We saw the same candle in mid 2012, gain 20% then loose 40% over the next few years.
The $64,000 question is will the next 3 year cycle low be lower than this 3 years cycle low?
If so, is really doesn’t matter.
Surely you would want to take advantage of any similar possible 20% bounce?
10-15% jump from the lows is already in the price…maybe $50 WTI, but I doubt it goes to $60 as many pundits have ben sugesting.
Even if this is destined to be another left translated 3 year cycle I still want to see a rally strong enough to be clearly identified on a multi-year chart. I think we can all agree that we aren’t even vaguely close to that yet.
At the very least we should see a 38% – 50% Fibonacci retracement.
metals to resume downtrend
Looks like stocks may have finally topped and commodities may have finally bottomed as well. If we see hyperinflation, then they both could still go higher from present levels though.

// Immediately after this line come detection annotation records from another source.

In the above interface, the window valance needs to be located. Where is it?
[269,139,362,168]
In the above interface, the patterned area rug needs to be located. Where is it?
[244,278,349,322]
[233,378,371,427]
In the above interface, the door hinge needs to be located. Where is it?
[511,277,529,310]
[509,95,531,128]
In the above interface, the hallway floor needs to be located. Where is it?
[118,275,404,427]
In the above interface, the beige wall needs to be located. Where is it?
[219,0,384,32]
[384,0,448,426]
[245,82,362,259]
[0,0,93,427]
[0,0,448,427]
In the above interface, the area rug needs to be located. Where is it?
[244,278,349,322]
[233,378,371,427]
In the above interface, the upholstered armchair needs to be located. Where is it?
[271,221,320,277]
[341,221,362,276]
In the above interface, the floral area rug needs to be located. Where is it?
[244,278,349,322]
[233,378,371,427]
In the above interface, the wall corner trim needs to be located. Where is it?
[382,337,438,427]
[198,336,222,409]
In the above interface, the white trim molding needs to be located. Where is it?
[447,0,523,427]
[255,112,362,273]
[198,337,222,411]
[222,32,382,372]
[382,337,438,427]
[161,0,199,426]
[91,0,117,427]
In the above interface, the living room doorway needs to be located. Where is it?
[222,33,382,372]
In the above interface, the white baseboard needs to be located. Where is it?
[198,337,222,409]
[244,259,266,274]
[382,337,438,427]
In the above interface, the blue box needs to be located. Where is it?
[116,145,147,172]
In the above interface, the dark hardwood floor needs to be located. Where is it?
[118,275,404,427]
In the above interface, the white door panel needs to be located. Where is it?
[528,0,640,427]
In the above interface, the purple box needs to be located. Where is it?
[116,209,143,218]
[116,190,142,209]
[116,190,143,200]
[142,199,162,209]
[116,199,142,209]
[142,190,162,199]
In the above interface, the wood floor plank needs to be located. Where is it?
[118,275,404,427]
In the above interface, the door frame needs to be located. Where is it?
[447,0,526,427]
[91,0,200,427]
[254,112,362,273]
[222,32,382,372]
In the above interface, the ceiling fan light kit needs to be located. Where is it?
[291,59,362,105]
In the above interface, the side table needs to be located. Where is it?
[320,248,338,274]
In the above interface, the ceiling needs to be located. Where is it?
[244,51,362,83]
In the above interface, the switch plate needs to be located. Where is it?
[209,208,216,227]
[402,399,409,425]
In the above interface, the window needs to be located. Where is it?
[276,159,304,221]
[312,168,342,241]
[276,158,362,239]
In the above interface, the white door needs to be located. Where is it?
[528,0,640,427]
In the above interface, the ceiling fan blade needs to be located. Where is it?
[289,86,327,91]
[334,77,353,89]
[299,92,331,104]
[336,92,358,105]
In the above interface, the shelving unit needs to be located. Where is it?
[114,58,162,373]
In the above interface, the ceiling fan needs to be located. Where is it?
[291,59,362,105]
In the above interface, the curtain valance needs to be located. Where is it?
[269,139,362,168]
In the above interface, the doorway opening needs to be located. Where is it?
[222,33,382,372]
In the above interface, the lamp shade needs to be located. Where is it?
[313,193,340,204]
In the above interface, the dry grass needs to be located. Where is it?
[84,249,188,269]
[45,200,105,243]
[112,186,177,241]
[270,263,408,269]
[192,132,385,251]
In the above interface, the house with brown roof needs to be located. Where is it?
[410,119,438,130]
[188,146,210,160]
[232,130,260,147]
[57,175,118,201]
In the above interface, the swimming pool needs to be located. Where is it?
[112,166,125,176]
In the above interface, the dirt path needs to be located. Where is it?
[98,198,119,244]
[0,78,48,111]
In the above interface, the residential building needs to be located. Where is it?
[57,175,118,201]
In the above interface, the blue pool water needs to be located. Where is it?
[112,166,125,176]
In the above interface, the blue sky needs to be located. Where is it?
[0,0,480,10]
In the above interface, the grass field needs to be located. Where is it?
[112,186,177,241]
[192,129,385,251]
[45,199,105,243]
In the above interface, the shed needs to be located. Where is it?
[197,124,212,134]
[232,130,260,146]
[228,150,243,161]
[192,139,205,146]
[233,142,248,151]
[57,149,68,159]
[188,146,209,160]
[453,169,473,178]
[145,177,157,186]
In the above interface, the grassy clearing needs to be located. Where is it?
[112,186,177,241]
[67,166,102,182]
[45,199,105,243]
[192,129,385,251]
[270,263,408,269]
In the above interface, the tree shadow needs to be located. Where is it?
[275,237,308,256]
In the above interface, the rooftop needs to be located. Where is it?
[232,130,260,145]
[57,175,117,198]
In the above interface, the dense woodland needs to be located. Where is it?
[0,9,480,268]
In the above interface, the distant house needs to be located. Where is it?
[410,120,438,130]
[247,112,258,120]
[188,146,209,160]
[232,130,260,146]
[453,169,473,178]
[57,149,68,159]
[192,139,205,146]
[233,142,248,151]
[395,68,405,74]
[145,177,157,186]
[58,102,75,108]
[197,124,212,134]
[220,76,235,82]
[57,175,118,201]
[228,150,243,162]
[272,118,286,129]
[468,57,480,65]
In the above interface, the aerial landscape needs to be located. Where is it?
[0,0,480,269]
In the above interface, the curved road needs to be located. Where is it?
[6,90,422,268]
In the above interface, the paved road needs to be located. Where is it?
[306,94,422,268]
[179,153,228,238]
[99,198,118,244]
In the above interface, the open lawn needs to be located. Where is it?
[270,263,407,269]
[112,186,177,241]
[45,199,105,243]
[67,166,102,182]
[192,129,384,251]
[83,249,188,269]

The CRB may have bottomed but without robust growth in the economies of the world, I can’t see strong and sustainable commodity markets for years to come. I am a retired baby boomer and it is a surprise, even to me, how much I have cut back on my spending even though most would say that my finances appear adequate. I now see the US FED’s interest rate policies and inflation as the biggest threats to those who have retired and who believe that they saved enough. Deflation is a cruel joke thrown around by out of touch economists and academics . There is no deflation what so ever at my grocery store. The US FED and it’s antics have scared me as their desperation becomes more obvious every time one of FED members opens their mouth with soothing words. I am plenty worried and seek opportunities to cut back further on the spending . The wife and I have agreed to stop buying one another birthday and Christmas gifts. This scenario is being played out among the millions of baby boomers that are no longer driving the economy of most developed countries. In fact, we are becoming much like a boat anchor that is preventing the economy.to move forward.
The Fed has made gamblers out of everyone with money that used to be in CDs , Money Market Funds, Treasuries, etc. Dividend Paying Stocks, Junk Bonds and Active Trading are the replacement for CDS , MMF & USTs.
…and going further out in the yield curve as well.
Oil resistance 50, 53 AND LOOKS LIKE MAJOR RESISTANCE AT 60.